FOREWORD
CoRT 5 – INFORMATION & FEELING
In our work at the Cognitive Research Trust we have noticed what we call the "Everest effect" which occurs especially among gifted children. They are accustomed to being presented with complex and difficult problems and being asked to sort out a mass of information. They become good at this type of thinking. They cope with the complex task just as a climber copes with Mount Everest. But when the same students are given a simpler task in which they have to search for information rather than just react to it, they flounder. They have become skilled at sorting information but not at generating it. In real life much of our thinking is concerned with assessing the information given and trying to get more. At times we even have to guess. In most business situations it is very rare for more than thirty per cent of the required information to be given - and yet decisions have to be made.
The CoRT 5 Thinking Lessons are concerned with practical information: with eliciting information and with assessing it. Some of the lessons are concerned with making the student aware of different aspects of information. For example, the lesson on shooting questions and fishing questions clarifies the difference between these two types of questions and encourages the student to use each type deliberately in order to elicit information. The lesson on ready-mades illustrates the substitutes that are often offered in place of personal thinking.
The whole thrust of the CoRT lessons is toward the broadening of the cognitive map in any situation. Some lessons offer tools for exploring the map. Other lessons illustrate features that can then be recognised on the map. The purpose of clarifying and broadening the cognitive map is to enable thinkers to find their way more easily to their chosen destination - through making the destination more obvious and through showing alternative routes to it.
Ultimately, values and emotions strongly influence the outcome of our thinking. The purpose of thinking is to arrange the world in our mind so that we can apply values and emotions effectively. There is, however, a huge difference between applying values and emotions, instead of thinking, right at the beginning, and applying them at the end when thinking has clarified the cognitive map. Whether we like it or not, we apply our emotions to the results of our perception. If we apply our emotions almost immediately without doing any perceptual work (that is to say, thinking) then we apply our emotions to prejudices, clichés, and stereotypes. David Lane, Director of the Hungerford Guidance Centre in Hungerford, England, found that teaching CoRT Thinking Lessons to disturbed and violent children has a remarkable effect. Instead of responding with a violent cliché they acquired the habit of spending some time thinking about the situation. As a result their reaction was less impulsive and more objective.
There are those who feel that deliberate efforts to train thinking skills may destroy spontaneity of feeling. This has not been our experience. In any case there are some situations we need to feel about and others we need to think about. Spontaneity of emotions may be wonderful in the first type of situation but disastrous in the second type.
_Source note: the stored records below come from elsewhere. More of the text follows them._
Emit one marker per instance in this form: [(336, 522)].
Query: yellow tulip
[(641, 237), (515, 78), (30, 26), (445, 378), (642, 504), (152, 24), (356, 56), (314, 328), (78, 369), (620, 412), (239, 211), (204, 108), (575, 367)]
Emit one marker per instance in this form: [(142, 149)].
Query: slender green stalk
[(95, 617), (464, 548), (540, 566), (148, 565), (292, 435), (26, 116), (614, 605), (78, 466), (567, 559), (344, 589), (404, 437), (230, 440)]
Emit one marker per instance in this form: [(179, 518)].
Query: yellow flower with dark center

The CoRT Thinking Lessons are not designed to change value systems. If people with tunnel vision or limited eyesight are given eyeglasses they can see more broadly and more clearly . They then react appropriately to what they see (which is equivalent to the cognitive map). The glasses do not direct the people's gaze nor do they create values that are not there. The people wearing the glasses continue to use their original value system. The CoRT lessons are essentially concerned with the thinking involved in perception. If we can improve perceptual skills then we apply our value system to this broader view of the world. It is also useful if we are aware of the values that we use in any thinking situation; CoRT 5 also concerns itself with this awareness.
Edward de Bono
AUTHOR'S NOTE
Many years of experience with these materials have taught me that teachers will want to use these Teacher's Notes in two distinct ways. The first is as a guide to the specific lessons. The second is as an introduction to the subject of teaching thinking in general and also to the particular method used here. The teacher should if possible read the sections CoRT 5 Teaching Method and Standard Lesson Format before starting the lessons. However, once this background material has been read it becomes of less importance than the actual guidelines for running the individual lessons. It is for this reason that the background material follows the instructions for the lessons in this book.
As an additional aid to teaching the lessons, teachers are referred to the section A Model Lesson Sequence.